FileName: lua-ED_demosceneAPI.dll

 

I have 4 dlc's that i bought on steam, i dont use free mods.

 

Is this a false-positive? or is steam game database hacked?

 

Thanks

Edited November 27, 2015 by ShepherdDimaloun

[QuiGon]

Same here :(

 

Ok, it's working now after I added it to the exempt list of my virus protection software, but I don't feel really comfortable about it.

[Crumpp]

I chatted with Kaspersky Labs. They did a bunch of diagnostics and downloaded all the logs and a copy of the file.

 

It is being looked at by their techs. It will either get fixed or confirmed to be a virus/hack.

[pdrgnn]

Same here: lua-ED_demosceneAPI.dll

Start screen of DCS stop at 10%

Item deleted from Kaspersky quarantene....

Repair DCS: no success

Should I reinstall everything?

[Nedum]

That's not the problem, but this program has a functionality that could be used to infect the computer with other programs.

It looks like that it works like a trojan.

 

I've asked the Kaspersky team and have to wait for an answer, untill then I will delete DCS.

 

https://securelist.social-kaspersky.com/en/descriptions/Trojan-Downloader.Win64.Agent.bb

 

I really have to ask why this program must be masked and work exactly like the named trojan program? :huh:

There was never such a message before from this program or any other!

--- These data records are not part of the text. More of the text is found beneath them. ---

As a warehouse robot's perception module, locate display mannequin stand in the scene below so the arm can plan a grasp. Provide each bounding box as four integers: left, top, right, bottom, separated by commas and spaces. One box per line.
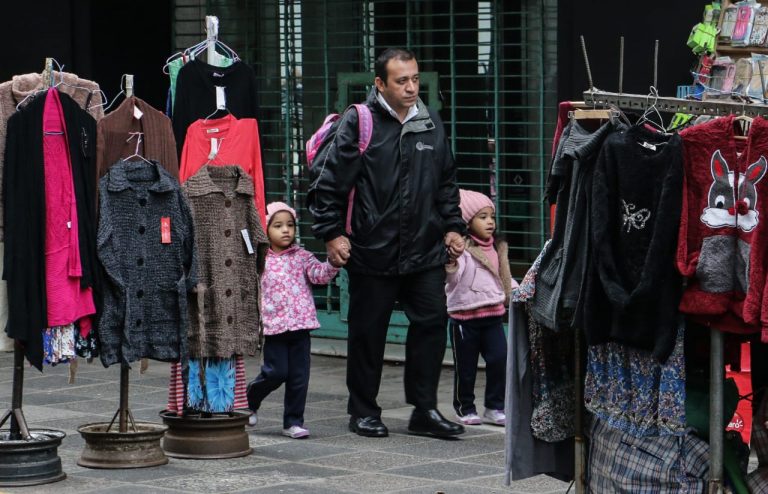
0, 58, 67, 487
160, 15, 253, 459
77, 74, 168, 468
0, 341, 67, 487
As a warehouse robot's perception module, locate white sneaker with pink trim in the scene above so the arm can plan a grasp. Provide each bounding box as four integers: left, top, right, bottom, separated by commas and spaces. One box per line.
483, 410, 507, 425
283, 425, 309, 439
456, 413, 483, 425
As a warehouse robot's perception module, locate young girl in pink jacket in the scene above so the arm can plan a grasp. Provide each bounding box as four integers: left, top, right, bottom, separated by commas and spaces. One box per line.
445, 189, 517, 425
247, 202, 339, 439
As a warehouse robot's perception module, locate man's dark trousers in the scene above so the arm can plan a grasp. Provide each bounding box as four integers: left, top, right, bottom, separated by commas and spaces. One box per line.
347, 266, 447, 417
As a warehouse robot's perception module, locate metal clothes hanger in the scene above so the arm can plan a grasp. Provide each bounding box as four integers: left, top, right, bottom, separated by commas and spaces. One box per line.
733, 100, 753, 141
163, 16, 240, 74
123, 132, 154, 165
88, 74, 132, 113
635, 86, 669, 134
16, 57, 59, 111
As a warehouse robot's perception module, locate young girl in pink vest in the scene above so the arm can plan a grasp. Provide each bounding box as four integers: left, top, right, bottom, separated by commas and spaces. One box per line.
247, 202, 339, 439
445, 189, 517, 425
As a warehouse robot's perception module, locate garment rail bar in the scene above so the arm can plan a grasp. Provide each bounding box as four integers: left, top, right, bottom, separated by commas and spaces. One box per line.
584, 91, 768, 117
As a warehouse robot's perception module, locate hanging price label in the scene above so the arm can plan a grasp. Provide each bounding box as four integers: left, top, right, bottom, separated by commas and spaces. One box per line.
160, 216, 171, 244
216, 86, 227, 110
208, 137, 219, 161
240, 228, 253, 254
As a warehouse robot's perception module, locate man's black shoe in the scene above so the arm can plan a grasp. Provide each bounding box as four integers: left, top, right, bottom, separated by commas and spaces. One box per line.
349, 417, 389, 437
408, 409, 464, 437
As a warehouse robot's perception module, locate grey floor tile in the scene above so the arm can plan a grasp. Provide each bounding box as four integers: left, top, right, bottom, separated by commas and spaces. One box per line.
171, 454, 283, 472
78, 464, 197, 487
86, 484, 184, 494
387, 461, 504, 481
460, 475, 574, 494
244, 479, 356, 494
383, 436, 504, 460
317, 432, 434, 454
318, 473, 430, 494
395, 483, 519, 494
144, 472, 295, 494
227, 462, 349, 481
3, 472, 113, 494
253, 439, 347, 461
305, 451, 432, 474
461, 451, 505, 468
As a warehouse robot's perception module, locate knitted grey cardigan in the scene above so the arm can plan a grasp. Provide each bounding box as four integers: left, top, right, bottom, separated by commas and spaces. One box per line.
97, 160, 197, 366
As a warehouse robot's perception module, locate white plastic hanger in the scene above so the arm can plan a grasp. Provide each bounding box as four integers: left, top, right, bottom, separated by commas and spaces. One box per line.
123, 132, 154, 165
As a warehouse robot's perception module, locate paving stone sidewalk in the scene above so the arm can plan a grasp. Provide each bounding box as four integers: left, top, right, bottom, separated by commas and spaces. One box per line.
0, 342, 568, 494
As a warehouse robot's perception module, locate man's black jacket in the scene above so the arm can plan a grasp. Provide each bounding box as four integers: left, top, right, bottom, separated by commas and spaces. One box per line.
308, 89, 466, 275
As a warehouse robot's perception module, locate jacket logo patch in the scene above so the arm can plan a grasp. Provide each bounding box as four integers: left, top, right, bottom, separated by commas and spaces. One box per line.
621, 199, 651, 233
701, 149, 768, 232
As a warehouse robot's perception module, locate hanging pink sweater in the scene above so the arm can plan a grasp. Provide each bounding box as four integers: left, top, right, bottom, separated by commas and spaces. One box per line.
41, 88, 96, 336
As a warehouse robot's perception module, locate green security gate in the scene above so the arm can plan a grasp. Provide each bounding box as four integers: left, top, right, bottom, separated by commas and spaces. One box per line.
174, 0, 557, 342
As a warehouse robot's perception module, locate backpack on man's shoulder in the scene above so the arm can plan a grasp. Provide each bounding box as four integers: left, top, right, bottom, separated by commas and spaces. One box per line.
306, 103, 373, 168
305, 103, 373, 235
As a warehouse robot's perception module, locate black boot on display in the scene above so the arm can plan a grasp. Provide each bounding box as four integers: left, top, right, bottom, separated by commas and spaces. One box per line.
408, 409, 464, 437
349, 417, 389, 437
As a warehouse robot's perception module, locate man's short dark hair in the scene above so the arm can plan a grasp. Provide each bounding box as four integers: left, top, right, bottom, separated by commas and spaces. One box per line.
373, 48, 416, 84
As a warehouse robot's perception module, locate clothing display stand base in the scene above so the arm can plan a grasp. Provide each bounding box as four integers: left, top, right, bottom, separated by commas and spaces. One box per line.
77, 364, 168, 469
0, 341, 67, 487
160, 410, 253, 460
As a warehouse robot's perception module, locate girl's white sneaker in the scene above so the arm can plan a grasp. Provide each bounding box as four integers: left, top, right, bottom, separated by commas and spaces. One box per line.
283, 425, 309, 439
483, 410, 507, 425
456, 413, 483, 425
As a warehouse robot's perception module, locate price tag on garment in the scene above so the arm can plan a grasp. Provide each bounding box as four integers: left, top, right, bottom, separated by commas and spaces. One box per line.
216, 86, 227, 110
160, 216, 171, 244
208, 137, 219, 160
240, 228, 253, 254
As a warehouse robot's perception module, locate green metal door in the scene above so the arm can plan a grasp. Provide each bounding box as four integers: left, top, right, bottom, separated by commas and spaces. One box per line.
174, 0, 557, 342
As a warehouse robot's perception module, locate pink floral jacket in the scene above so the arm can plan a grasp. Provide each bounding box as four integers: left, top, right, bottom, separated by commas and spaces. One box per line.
261, 245, 339, 335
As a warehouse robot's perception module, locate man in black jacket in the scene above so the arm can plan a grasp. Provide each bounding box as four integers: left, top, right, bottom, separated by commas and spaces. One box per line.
308, 48, 466, 437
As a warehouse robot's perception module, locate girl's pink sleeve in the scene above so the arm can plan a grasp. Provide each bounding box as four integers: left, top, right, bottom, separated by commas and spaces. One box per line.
445, 250, 469, 289
304, 250, 339, 285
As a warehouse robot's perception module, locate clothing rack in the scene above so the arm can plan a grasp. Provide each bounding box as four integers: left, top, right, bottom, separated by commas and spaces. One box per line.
0, 57, 53, 441
107, 74, 135, 433
576, 88, 768, 494
584, 88, 768, 118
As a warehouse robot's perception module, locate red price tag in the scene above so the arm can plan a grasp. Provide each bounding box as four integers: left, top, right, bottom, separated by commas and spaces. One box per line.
160, 216, 171, 244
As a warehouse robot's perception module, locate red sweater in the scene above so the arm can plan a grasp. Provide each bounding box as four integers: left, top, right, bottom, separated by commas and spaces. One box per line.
179, 114, 267, 224
677, 116, 768, 340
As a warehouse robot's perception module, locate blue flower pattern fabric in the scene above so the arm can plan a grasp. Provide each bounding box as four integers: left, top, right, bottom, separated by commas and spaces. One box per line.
584, 328, 686, 437
187, 358, 235, 413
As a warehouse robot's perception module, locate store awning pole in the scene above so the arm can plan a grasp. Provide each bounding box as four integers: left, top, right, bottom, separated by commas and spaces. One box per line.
709, 328, 725, 494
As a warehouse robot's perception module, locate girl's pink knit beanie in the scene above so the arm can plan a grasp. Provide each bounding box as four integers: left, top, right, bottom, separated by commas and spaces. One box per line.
459, 189, 496, 223
267, 201, 296, 226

Why now if this is not a trojan?

 

 

Edited November 27, 2015 by Nedum

[Nedum]

When I run the DCS repair and updater, the anti-virus picks it up again.

 

If I tell the antivirus to ignore it, the game hangs up and does not load more than 10%.

 

Same for me!

 

Ok, it's working now after I added it to the exempt list of my virus protection software, but I don't feel really comfortable about it.

 

Would never do so!

So all other masked trojans could infekt your PC now. They only need to mask themself as the "lua-ED_demosceneAPI.dll" and you are done.

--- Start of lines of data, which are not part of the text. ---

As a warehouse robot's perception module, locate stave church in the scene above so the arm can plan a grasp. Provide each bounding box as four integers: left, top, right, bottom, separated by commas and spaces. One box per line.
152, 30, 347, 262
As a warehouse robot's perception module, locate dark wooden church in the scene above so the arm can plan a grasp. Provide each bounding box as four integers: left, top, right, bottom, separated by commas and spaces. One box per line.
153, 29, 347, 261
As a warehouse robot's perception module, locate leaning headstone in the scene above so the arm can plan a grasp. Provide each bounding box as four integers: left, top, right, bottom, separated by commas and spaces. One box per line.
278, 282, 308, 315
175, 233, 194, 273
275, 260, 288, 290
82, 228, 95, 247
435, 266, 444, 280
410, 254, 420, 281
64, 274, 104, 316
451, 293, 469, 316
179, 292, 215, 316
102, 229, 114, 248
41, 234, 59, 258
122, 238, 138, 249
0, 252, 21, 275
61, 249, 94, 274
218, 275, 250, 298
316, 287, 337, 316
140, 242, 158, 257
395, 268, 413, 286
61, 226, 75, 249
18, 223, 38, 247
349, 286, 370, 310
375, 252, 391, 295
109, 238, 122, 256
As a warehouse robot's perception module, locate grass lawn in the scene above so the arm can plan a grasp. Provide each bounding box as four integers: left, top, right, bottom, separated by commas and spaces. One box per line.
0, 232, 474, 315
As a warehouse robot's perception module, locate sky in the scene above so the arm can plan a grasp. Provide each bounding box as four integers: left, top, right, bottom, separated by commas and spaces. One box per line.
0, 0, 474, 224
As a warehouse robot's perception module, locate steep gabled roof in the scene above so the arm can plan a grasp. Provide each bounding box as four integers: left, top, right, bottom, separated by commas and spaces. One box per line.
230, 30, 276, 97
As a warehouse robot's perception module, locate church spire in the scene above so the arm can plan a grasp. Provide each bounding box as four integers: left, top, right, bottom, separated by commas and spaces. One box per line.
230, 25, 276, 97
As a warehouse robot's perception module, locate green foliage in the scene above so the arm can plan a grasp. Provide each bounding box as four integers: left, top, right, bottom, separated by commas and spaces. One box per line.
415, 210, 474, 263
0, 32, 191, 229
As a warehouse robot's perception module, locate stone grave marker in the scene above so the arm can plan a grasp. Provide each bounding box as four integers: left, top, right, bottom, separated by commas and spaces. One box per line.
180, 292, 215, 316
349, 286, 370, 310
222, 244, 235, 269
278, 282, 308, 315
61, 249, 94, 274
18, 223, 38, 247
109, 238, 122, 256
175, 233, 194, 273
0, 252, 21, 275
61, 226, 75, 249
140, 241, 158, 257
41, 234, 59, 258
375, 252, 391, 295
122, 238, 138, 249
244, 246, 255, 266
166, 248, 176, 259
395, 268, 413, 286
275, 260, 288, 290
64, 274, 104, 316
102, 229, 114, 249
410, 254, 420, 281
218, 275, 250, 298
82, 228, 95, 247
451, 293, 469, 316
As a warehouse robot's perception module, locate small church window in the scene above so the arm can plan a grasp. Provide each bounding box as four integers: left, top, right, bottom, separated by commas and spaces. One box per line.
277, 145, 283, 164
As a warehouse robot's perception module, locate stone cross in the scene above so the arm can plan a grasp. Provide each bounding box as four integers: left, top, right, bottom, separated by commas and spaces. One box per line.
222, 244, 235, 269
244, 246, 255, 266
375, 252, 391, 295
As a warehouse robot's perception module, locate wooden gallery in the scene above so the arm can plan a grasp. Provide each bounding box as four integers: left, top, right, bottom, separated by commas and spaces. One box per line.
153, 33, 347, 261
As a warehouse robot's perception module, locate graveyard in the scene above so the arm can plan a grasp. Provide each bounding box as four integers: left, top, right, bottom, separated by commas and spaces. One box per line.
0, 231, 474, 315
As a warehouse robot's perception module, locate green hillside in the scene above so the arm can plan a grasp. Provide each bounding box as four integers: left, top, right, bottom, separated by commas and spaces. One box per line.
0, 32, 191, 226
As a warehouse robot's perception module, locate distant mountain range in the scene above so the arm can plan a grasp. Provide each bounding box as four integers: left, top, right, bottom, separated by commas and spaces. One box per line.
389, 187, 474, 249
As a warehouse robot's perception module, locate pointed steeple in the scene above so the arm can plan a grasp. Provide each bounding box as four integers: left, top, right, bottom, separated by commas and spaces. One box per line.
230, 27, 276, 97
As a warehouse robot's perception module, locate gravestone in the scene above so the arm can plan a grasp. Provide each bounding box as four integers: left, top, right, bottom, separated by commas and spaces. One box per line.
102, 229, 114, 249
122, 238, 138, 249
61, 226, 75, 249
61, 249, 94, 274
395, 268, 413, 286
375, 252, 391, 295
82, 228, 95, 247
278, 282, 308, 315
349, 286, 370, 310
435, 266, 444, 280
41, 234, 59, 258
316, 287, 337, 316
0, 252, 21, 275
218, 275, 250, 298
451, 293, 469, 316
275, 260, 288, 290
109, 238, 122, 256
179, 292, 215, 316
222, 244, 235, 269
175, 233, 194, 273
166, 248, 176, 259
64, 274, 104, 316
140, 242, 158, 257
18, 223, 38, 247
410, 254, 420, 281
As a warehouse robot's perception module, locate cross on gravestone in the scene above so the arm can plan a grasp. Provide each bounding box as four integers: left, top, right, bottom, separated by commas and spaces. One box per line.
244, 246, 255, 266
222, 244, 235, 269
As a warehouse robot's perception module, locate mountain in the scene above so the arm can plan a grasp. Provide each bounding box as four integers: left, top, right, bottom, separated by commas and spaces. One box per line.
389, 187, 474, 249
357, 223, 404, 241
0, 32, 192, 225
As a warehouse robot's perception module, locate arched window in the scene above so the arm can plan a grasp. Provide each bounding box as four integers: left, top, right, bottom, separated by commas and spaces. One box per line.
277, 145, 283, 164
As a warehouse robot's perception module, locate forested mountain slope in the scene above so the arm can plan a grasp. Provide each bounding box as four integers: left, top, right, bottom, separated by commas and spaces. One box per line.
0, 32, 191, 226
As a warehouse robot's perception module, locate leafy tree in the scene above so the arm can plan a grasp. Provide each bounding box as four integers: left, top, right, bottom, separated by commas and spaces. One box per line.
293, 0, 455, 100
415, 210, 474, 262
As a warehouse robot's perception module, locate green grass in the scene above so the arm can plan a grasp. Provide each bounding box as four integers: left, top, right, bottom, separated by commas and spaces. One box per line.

From my point of view it's EDs part to make it the right way.

I've reported this to Kaspersky and will wait what they will say.

Never ever would I believe what a developer will say to me. The program could be infected and the developer didn't noticed/knew this.

This is a way too hot for me.

Edited November 27, 2015 by Nedum

[Thasord]

False positive. Contact the AV manufacturer.

Ok, thanks for your help!:thumbup:

[Thasord]

Please let me know when they answer you.

Edited November 27, 2015 by Thasord

[xaoslaad]

That's not the problem, but this program has a functionality that could be used to infect the computer with other programs.

It looks like that it works like a trojan.

 

I've asked the Kaspersky team and have to wait for an answer, untill then I will delete DCS.

 

https://securelist.social-kaspersky.com/en/descriptions/Trojan-Downloader.Win64.Agent.bb

 

I really have to ask why this program must be masked and work exactly like the named trojan program? :huh:

There was never such a message before from this program or any other!

Why now if this is not a trojan?

 

 

AV's often identify legitimate programs as potential threats just because they can be used for nefarious purposes. I've seen this with eveything from vnc to nmap and in between. Could even be that the heuristics need to be tweaked.

[Crumpp]

I agree. It opens you up to attack if you just ignore it.

[Scoggs]

Getting the same as well. Kaspersky detects that file.

[GeorgeLKMT]

I think that if it was infected, there would be more AVs detecting it and not only ONE.

[grunf]

Avira says it's fine.

[pj]

ZoneAlarm also detects lua-ED_demosceneAPI.dll as a virus.